Apesar do avanço recente, o cenário ainda inspira cautela. Na comparação com fevereiro de 2025, o preço atual segue cerca de 25,45% menor em termos reais, evidenciando que os produtores continuam sentindo os efeitos das quedas registradas ao longo do último ano.
A valorização observada no período foi impulsionada principalmente pela maior concorrência entre laticínios na compra de leite cru, em um contexto de oferta reduzida. Entre janeiro e fevereiro, a captação nacional recuou 3,6%, com destaque para estados como Paraná, Goiás, São Paulo e Minas Gerais.
Essa diminuição na produção está relacionada tanto à sazonalidade quanto ao comportamento dos produtores. As condições climáticas têm prejudicado o desenvolvimento das pastagens, elevando os custos com alimentação do rebanho. Além disso, muitos produtores seguem mais cautelosos após enfrentarem margens apertadas recentemente.

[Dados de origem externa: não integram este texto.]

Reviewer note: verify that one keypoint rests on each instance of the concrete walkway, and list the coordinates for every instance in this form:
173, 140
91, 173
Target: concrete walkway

Mesmo com a melhora nos preços, os custos de produção continuam pressionando. Em fevereiro, o Custo Operacional Efetivo voltou a subir, ainda que de forma moderada. Por outro lado, a queda no preço do milho contribuiu para uma leve melhora na relação de troca neste início de ano.
No mercado, já há sinais de reação. A menor oferta aliada ao aumento da demanda tem impulsionado os preços de derivados como o leite UHT e o queijo muçarela no atacado, o que pode indicar uma continuidade no movimento de valorização nos próximos meses.